The output from the first printStdin.py goes to the input of the second printStdin.py. The first line of output from the first execution is Provide input:… so the second execution prints out… heard: Provide input:!

Many UNIX programs have this features built in as an important piece of how they work.

grep is a classic example of this. grep filters data that is passed to it.

Using testData.txt from above:

$ grep Second testData.txt 
Second line

Or, using cat, which reads a file, and sends it as standard out.

$ cat testData.txt | grep Sec
Second line

Using grep many times, we can do many filters very easily

Try: What passwords in rockyou.txt have the word “pass” in them, but are not the word “password”?

grep -i pass rockyou.txt | grep -iv password

Where -i is case-insensitive, and -v inverts the filter (-v password) means not password.

Abusing &&

Lazy evaluation is a powerful tool. If there is a conditional statements that use an “and” between them… the second statement is not evaluated because it doesn’t matter.

Shells are REPLs, and like all good programming languages, have the capacity to “and” two statements. And statements in bash are &&.

if [ this && that ]

And in bash (and really any programming language), the conditions can be booleans, or functions! More on that in Shell Scripting… for our uses now, we can abuse the && operator:

myFirstCommand && onlyRunsIfTheRightWasSuccessful

Neat!

We can do things like, make a directory, and move into the folder

mkdir myDirectory && cd myDirectory

But why would I want to do that? This is just a demonstration… what if you had a very long-running task, and want an email to notify you when the task has completed. Assuming your mail environment is set up correctly…

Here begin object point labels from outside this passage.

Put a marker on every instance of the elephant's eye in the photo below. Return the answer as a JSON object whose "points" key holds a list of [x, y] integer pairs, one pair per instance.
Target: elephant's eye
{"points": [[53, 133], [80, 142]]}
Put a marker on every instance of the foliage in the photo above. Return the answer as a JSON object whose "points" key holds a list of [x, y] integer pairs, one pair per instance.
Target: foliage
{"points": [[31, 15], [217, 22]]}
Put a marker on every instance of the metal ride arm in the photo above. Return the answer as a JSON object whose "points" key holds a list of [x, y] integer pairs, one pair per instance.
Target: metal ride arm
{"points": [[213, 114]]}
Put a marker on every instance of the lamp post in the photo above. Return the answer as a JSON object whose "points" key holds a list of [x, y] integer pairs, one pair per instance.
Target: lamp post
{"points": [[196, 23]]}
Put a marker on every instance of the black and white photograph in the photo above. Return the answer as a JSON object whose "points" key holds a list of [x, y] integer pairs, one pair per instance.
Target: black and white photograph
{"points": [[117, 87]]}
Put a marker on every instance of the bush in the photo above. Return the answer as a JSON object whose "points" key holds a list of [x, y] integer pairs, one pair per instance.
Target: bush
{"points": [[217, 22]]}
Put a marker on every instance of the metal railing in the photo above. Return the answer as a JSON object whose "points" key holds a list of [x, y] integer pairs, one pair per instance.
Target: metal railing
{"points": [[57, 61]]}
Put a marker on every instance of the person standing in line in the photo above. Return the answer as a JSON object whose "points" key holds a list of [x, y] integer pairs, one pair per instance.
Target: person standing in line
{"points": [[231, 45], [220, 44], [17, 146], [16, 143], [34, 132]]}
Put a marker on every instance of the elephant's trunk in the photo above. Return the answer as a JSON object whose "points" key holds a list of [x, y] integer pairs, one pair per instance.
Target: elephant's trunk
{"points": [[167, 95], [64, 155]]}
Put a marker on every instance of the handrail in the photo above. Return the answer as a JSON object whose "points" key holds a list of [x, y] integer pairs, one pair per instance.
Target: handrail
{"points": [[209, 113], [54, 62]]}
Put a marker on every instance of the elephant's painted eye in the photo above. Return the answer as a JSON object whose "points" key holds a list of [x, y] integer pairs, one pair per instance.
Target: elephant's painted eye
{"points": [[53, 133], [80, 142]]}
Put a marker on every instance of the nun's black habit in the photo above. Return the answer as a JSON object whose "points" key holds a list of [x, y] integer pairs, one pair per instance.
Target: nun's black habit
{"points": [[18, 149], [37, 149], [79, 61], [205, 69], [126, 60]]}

echo "running task" && echo "email body" | mail -s "Subject" robg@cs.umanitoba.ca

When the first command that takes hours completes, the second command is run.

Abusing ||

What about lazy evaluation for “or”? The second operator would only ever run if the first operator failed. false and true are useful for this, where false always fails, and true always succeeds.

$ false || echo Nope
Nope
$ true || echo Nope
[No output]

A common use-case for this is error checking. If you have a shell script, you may want it to stop if a requirement is failed.

Consider:

cd /does/not/exist || exit
[more shell script exists]

The program will stop if the /does/not/exist directory does not exist.

Activities

Using rockyou, find passwords that have no numbers in them.